The principle has been applied in civil cases relating to anti-discrimination and sexual harassment, due to the relative seriousness of those types of civil allegations. It has been argued by academic Loretta De Plevitz that tribunals have misunderstood the Briginshaw principle as establishing an additional standard of proof, rather than as articulating a nuance subsumed within the balance of probabilities standard. In the judicial context, similar remarks have been made by Justice Heerey in 2008.

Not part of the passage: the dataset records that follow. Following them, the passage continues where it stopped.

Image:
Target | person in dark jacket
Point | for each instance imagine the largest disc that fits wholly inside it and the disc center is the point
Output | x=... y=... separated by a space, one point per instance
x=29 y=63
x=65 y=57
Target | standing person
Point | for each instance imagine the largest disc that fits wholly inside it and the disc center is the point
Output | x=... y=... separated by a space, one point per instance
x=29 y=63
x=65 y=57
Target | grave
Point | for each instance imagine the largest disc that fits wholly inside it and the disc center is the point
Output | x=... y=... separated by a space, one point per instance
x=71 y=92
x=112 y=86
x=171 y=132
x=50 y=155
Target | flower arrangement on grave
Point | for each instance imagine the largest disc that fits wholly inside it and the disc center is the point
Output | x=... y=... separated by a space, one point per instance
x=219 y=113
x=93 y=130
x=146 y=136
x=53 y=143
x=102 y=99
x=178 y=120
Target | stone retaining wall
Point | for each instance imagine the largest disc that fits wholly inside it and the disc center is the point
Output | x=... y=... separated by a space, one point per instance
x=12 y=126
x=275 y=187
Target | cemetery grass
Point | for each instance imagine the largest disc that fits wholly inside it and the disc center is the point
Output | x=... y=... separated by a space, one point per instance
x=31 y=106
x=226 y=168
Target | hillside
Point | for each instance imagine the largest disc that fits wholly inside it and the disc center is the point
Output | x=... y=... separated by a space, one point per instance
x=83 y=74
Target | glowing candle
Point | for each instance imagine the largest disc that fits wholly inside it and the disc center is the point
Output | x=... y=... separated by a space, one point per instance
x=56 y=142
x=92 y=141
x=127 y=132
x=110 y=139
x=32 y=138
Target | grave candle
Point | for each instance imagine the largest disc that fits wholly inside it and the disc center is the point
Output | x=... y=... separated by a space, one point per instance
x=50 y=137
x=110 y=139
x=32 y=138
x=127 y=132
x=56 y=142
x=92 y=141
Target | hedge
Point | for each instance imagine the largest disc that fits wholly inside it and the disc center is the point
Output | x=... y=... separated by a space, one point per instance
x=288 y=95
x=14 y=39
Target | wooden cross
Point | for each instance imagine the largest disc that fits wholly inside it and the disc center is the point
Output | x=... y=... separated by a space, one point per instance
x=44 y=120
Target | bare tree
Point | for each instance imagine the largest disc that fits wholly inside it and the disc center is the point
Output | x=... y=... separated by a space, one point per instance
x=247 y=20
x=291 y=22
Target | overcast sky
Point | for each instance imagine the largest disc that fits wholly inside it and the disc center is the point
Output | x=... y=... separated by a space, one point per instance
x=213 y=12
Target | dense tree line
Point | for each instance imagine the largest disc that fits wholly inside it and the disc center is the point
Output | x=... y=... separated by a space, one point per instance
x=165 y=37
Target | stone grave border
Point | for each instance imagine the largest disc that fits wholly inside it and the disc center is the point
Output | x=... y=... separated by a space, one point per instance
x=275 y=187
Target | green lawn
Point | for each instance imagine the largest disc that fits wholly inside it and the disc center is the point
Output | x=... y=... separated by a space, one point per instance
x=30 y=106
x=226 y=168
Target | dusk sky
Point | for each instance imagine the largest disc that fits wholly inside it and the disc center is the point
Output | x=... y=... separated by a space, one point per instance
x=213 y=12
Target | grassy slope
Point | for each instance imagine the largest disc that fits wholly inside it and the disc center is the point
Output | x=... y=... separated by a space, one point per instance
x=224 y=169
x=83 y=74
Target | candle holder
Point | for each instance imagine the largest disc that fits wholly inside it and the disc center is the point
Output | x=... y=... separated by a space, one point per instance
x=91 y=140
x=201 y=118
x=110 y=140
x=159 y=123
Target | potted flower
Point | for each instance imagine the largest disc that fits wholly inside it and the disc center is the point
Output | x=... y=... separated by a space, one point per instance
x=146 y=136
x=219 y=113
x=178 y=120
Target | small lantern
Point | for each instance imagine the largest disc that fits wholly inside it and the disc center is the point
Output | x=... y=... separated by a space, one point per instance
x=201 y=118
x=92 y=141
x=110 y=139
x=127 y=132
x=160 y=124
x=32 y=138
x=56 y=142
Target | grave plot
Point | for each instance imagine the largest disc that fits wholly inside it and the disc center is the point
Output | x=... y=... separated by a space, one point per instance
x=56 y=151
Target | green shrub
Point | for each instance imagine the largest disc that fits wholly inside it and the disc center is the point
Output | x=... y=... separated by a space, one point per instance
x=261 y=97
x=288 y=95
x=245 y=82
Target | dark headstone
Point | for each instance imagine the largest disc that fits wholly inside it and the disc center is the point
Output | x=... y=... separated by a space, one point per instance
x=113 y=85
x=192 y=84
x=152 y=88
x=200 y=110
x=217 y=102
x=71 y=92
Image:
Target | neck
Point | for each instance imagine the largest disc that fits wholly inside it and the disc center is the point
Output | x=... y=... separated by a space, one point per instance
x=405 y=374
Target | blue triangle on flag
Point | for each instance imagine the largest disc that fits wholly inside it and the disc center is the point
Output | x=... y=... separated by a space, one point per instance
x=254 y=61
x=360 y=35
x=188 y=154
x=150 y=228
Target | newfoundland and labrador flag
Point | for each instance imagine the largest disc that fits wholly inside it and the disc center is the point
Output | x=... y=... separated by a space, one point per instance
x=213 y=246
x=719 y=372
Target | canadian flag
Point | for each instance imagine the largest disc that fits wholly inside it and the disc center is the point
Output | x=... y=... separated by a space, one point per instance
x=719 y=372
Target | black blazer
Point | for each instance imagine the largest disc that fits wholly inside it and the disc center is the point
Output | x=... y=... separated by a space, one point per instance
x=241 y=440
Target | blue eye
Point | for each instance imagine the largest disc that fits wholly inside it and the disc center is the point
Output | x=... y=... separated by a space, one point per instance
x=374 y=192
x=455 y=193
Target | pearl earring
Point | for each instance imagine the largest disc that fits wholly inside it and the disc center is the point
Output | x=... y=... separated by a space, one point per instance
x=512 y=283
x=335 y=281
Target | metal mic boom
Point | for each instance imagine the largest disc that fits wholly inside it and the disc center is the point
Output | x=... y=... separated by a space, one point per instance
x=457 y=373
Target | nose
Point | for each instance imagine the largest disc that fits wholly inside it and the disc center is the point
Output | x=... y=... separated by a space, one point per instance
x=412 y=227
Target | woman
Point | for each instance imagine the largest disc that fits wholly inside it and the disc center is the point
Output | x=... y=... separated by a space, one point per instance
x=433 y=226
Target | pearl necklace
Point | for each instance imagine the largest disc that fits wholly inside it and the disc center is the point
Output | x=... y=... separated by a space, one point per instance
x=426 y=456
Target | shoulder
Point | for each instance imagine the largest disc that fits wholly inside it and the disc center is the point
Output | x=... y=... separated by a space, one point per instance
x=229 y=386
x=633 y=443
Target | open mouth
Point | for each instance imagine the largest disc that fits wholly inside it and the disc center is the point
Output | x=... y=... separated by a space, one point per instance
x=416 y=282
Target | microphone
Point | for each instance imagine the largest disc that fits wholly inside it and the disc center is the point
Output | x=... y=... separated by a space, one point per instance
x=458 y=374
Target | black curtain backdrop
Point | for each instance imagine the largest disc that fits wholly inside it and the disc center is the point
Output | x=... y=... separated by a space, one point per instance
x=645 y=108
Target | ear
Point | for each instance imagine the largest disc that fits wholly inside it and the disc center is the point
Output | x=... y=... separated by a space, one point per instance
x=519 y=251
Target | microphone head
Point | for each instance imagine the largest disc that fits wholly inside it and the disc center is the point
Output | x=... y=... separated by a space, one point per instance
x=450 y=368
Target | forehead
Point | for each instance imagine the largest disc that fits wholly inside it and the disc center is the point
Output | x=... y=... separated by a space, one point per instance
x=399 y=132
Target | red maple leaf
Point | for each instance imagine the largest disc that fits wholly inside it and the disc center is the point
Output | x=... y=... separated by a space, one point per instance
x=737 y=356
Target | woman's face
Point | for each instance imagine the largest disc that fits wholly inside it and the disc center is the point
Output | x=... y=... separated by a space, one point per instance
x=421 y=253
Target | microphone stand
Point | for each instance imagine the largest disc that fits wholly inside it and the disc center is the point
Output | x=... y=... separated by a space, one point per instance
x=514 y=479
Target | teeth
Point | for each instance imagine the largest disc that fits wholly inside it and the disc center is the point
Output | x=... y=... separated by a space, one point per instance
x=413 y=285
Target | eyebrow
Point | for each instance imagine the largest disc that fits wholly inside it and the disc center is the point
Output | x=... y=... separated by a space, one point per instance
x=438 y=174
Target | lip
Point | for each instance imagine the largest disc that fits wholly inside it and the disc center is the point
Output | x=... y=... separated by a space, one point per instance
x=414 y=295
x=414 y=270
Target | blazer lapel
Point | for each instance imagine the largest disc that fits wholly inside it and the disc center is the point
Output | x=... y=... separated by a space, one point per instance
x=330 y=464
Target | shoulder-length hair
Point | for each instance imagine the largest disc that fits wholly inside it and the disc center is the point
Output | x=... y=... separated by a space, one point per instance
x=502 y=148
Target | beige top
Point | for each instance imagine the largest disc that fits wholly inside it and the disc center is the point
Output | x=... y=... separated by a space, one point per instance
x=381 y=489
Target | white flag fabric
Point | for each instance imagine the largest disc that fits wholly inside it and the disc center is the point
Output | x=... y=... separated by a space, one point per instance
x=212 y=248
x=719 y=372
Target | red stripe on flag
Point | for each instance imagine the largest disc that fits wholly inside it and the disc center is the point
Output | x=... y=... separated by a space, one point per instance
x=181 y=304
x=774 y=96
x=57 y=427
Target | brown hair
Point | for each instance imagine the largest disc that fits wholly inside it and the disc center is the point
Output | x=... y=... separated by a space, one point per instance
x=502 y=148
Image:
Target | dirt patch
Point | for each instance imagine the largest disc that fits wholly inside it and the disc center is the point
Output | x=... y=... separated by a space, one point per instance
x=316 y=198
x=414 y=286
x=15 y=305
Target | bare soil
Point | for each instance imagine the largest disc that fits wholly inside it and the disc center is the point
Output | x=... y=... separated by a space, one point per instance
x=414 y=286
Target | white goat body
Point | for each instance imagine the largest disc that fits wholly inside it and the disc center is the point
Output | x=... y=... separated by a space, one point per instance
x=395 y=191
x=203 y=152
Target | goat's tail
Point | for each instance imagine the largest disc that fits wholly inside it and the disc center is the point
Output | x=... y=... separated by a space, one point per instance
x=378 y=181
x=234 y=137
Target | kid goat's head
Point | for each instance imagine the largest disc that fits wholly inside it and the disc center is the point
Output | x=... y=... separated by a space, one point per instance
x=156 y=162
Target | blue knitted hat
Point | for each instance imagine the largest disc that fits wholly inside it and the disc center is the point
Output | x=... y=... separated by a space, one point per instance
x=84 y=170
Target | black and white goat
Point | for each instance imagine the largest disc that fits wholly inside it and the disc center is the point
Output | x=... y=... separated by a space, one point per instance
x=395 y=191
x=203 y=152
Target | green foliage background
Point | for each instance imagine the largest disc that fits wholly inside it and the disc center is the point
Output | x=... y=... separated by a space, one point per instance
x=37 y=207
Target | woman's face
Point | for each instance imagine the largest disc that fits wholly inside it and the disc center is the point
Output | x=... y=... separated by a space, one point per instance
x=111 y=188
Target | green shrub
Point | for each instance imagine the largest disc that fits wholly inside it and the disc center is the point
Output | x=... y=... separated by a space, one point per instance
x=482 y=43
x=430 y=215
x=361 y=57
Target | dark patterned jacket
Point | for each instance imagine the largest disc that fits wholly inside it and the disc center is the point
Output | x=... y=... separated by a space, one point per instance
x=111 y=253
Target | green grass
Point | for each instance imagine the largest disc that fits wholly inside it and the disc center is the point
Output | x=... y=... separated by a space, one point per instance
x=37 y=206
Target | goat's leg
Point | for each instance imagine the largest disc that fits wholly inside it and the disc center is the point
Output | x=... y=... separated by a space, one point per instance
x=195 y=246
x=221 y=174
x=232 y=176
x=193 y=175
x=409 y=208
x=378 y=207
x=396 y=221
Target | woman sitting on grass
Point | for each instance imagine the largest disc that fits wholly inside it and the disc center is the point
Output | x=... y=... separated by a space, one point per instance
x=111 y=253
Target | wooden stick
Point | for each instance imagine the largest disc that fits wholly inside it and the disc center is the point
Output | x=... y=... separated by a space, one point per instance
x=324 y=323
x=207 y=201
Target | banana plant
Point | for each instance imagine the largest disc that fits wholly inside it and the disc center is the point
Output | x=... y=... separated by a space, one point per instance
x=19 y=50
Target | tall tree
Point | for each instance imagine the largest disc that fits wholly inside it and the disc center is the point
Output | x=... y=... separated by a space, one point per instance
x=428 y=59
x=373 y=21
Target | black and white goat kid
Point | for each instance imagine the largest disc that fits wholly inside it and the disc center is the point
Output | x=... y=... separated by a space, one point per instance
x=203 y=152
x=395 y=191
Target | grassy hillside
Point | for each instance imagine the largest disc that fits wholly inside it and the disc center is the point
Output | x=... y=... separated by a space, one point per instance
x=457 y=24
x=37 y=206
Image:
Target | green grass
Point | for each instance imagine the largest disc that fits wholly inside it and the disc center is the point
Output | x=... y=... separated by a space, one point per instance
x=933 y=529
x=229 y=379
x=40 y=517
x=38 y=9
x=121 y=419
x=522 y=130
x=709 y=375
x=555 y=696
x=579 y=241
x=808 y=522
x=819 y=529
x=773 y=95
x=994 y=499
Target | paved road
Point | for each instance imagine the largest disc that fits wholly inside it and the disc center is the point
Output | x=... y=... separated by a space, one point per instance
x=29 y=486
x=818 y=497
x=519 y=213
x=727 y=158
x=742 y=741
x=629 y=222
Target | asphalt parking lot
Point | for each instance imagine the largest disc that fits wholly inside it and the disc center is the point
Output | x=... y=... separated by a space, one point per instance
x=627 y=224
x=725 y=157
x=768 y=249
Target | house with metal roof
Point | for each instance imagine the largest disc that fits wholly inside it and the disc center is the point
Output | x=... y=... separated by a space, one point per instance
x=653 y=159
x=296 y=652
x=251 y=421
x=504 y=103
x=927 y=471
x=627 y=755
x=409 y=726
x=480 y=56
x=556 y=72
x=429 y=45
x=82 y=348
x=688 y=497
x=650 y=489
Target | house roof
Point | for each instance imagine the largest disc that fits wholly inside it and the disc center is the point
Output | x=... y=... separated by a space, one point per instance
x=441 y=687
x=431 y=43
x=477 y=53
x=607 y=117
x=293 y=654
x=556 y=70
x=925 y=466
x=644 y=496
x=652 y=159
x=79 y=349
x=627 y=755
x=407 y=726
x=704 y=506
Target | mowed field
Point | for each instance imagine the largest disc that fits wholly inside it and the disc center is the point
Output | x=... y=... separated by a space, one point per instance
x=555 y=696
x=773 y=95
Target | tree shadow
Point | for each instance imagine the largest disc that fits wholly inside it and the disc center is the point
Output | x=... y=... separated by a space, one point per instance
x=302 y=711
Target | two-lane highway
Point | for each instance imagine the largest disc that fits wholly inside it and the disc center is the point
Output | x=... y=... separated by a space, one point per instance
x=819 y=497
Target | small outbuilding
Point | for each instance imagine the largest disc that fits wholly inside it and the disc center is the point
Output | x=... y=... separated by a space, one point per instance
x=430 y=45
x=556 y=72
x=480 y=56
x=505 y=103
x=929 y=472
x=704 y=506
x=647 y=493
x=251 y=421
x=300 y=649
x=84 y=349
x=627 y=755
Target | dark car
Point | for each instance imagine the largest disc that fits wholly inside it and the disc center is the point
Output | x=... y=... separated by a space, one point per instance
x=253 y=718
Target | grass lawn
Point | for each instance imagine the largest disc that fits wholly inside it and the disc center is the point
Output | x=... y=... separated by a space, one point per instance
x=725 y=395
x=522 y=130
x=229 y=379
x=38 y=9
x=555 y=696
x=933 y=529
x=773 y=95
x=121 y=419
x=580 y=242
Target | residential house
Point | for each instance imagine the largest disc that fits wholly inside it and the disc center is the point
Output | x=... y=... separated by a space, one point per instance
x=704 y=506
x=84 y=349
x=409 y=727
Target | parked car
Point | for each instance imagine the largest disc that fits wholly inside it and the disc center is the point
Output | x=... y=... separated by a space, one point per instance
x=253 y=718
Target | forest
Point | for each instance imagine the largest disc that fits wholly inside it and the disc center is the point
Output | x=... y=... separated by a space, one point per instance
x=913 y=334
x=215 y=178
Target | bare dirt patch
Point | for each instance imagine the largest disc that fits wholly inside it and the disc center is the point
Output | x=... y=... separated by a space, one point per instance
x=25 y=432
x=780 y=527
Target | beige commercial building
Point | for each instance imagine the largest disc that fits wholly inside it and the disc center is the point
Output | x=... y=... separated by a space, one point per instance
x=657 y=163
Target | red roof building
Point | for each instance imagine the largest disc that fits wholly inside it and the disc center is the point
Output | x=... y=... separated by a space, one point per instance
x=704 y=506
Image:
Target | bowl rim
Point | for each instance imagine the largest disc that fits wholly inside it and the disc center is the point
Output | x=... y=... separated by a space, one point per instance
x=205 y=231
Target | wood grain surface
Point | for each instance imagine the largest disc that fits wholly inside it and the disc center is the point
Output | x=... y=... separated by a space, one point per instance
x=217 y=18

Briginshaw was seen to import a certain degree of flexibility into the civil standard of proof. The High Court in Neat v Karajan Holdings stated:

The ordinary standard of proof required of a party who bears the onus in civil litigation in this country is proof on the balance of probabilities. That remains so even where the matter to be proved involves criminal conduct or fraud. On the other hand, the strength of the evidence necessary to establish a fact or facts on the balance of probabilities may vary according to the nature of what it is sought to prove. Thus, authoritative statements have often been made to the effect that clear or cogent or strict proof is necessary ‘where so serious a matter as fraud is to be found’. Statements to that effect should not, however, be understood as directed to the standard of proof. Rather, they should be understood as merely reflecting a conventional perception that members of our society do not ordinarily engage in fraudulent or criminal conduct and a judicial approach that a court should not lightly make a finding that, on the balance of probabilities, a party to civil litigation has been guilty of such conduct.
— Mason CJ, Brennan, Deane and Gaudron JJ at para. (2)

Justice Rachel Pepper has subsequently stated: "put simply ... Briginshaw should be seen as not as a standard of proof, but as a standard of satisfaction. That is to say, that the more serious the allegation, the more serious or anxious should be the consideration given by the decision maker that he or she has attained the necessary state of reasonable satisfaction or persuasion that the facts in dispute are more likely than not to exist." In short, the more serious an allegation is, the evidence required must be of a similar probative or strong standard.

In a 2019 decision, the New South Wales Supreme Court held that application of the Briginshaw principle should be confined to cases involving serious allegations analogous to fraud or dishonesty. However in assessing the evidence, the matters in s 140(2) of the Evidence Act 1995 (NSW) remained applicable.